Wednesday, 22 June 2011

Back to basics - the ebb and flow of a lesson

In preparation for tonight's class I hope everyone gets this latest news update and will think ahead about how they approach their training.
Training usually follows a similar set pattern:
warm-up > suburi > kihon/kiri-kaeshi > jigeiko
There is reason for this order, because each part supports and informs the next part. You do not undertake strenuous exercise without a proper warm up. Once you have done the warm up suburi will teach you tenouchi. By practicing without someone in front of you you should be able to see distinctly where you are cutting, to the correct height specified. Each and every cut should be made to this height and tenouchi, the tensing/wringing motion made with the hands at the point of impact, should stop your cut at this desired height.

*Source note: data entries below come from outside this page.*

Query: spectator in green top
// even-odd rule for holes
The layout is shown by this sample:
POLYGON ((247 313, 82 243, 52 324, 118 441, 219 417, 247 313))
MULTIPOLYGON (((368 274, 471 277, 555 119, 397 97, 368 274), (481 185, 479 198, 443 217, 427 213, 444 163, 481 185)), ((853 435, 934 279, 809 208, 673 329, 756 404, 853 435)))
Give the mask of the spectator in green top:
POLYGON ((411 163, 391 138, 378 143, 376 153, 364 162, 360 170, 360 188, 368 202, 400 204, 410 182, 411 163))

Without suburi practice you do not undertake kihon practice, otherwise when you come to be hitting living human beings you will be treating them like tent pegs and pounding them into the ground. Understanding of tenouchi is essential to prevent inflicting pain on your practice partner and it is important that lessons learned in one exercise are carried forward into the next.
Similarly the skills learned in kihon practice are the exact same skills used in in jigeiko, free practice. Abandoning those areas you have just been practicing to deliver some sort of 'win at all costs' kendo is missing the point. You are only short changing yourself because those skills are not being translated to the real world scenario. Equally nerves and the stresses of free practice can rob you of the abilities you have been exploring. Take time to compose yourself and do good, basic, big cuts with tenouchi and strong kiai and zanshin.
Please try to focus hard on the instructions given tonight. We will be going through a period of consolidation of all the basics to form a good foundation for your future kendo. Please try to come with a ready spirit and willingness to improve, that's all we ask.